Wednesday, April 7, 2010

Using Jing and Podcasts as Teaching Tools

I used Jing to create this tutorial to help students recognize distinct patterns when multiplying polynomials so that factoring polynomials will be easier.


When teaching a specific subject, such as math, I like to take 2 days per month and do something different. In this case I would do something that is NOT math related. Usually I like to read poetry and have the students respond or I bring in an art project. With podcasts, assigning fun non-math homework is even easier because I can record myself reading the poem/instructions, asking questions, and giving suggestions. The following podcast is of myself reading a poem and then asking the students their opinion.

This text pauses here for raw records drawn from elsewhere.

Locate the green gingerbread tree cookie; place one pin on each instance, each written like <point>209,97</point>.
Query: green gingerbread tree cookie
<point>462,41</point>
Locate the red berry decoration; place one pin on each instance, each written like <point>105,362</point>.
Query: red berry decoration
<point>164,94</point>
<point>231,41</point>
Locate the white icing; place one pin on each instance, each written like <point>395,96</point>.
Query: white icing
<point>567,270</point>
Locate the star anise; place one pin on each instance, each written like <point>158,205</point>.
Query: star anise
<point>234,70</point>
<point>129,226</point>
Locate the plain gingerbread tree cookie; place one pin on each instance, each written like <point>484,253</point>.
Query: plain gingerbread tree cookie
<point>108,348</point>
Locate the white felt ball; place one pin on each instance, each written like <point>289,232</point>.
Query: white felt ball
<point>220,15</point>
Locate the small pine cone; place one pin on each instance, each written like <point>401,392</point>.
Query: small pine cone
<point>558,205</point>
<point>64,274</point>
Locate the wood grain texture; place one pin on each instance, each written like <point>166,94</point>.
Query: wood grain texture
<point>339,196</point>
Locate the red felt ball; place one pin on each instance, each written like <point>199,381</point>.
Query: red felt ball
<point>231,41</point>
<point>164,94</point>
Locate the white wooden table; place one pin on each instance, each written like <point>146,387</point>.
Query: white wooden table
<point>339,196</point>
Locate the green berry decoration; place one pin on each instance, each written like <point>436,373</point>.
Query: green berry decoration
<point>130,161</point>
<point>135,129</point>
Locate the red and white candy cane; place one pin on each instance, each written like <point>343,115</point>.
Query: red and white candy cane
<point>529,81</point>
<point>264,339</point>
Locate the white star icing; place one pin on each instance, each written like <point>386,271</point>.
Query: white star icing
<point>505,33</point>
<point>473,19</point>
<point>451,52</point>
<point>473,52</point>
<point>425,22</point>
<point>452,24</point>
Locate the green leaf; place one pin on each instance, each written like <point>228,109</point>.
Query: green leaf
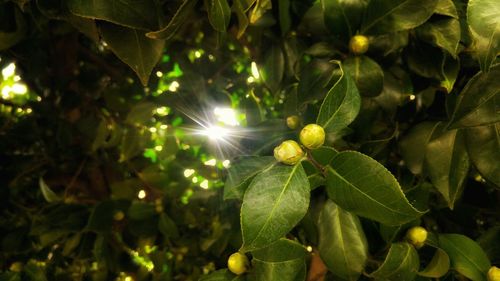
<point>49,195</point>
<point>283,260</point>
<point>180,17</point>
<point>479,101</point>
<point>242,172</point>
<point>343,17</point>
<point>276,200</point>
<point>361,185</point>
<point>387,16</point>
<point>443,33</point>
<point>168,227</point>
<point>438,266</point>
<point>342,242</point>
<point>274,67</point>
<point>142,15</point>
<point>414,145</point>
<point>483,17</point>
<point>340,106</point>
<point>483,145</point>
<point>401,263</point>
<point>285,18</point>
<point>315,80</point>
<point>447,163</point>
<point>133,48</point>
<point>449,70</point>
<point>280,251</point>
<point>446,8</point>
<point>219,14</point>
<point>367,74</point>
<point>466,256</point>
<point>222,275</point>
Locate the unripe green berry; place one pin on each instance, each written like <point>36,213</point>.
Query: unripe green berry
<point>494,274</point>
<point>359,44</point>
<point>238,263</point>
<point>288,152</point>
<point>312,136</point>
<point>416,236</point>
<point>293,122</point>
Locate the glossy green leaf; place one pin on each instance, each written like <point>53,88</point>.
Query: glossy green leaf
<point>133,48</point>
<point>242,172</point>
<point>449,69</point>
<point>401,263</point>
<point>273,68</point>
<point>280,251</point>
<point>438,266</point>
<point>414,145</point>
<point>479,101</point>
<point>386,16</point>
<point>361,185</point>
<point>483,17</point>
<point>283,260</point>
<point>315,79</point>
<point>284,15</point>
<point>483,145</point>
<point>340,106</point>
<point>447,163</point>
<point>342,242</point>
<point>367,74</point>
<point>446,8</point>
<point>274,203</point>
<point>343,17</point>
<point>123,12</point>
<point>179,18</point>
<point>49,195</point>
<point>219,14</point>
<point>444,33</point>
<point>466,256</point>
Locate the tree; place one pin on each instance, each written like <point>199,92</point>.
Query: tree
<point>138,140</point>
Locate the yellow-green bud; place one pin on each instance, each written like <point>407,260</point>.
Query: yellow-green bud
<point>118,216</point>
<point>293,122</point>
<point>416,236</point>
<point>238,263</point>
<point>312,136</point>
<point>288,152</point>
<point>494,274</point>
<point>16,266</point>
<point>359,44</point>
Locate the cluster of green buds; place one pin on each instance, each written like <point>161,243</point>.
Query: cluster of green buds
<point>311,136</point>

The podcast would be accompanied by a typed version of the poem similar to this

The Poet by Jane Hirshfield
"She is working now, in a room
not unlike this one,
the one where I write, or you read.
Her table is covered with paper.
The light of the lamp would be
tempered by the shade, where the bulb's
single harshness might dissolve,
but it is not, she has taken it off.
Her poems? I will never know them,
though they are the ones I most need.
Even the alphabet she writes in
I cannot decipher. Her chair-
Let us imagine whether it is leather
or canvas, vinyl or wicker. Let her
have a chair, her shadeless lamp,
the table. Let one or two she loves
be in the next room. Let the door
be closed, the sleeping ones healthy.
Let her have time, and silence,
enough paper to make mistakes and go on."
Moyers, Bill. Fooling with Words. New York: HarperCollins Publishers Inc., 1999. Print.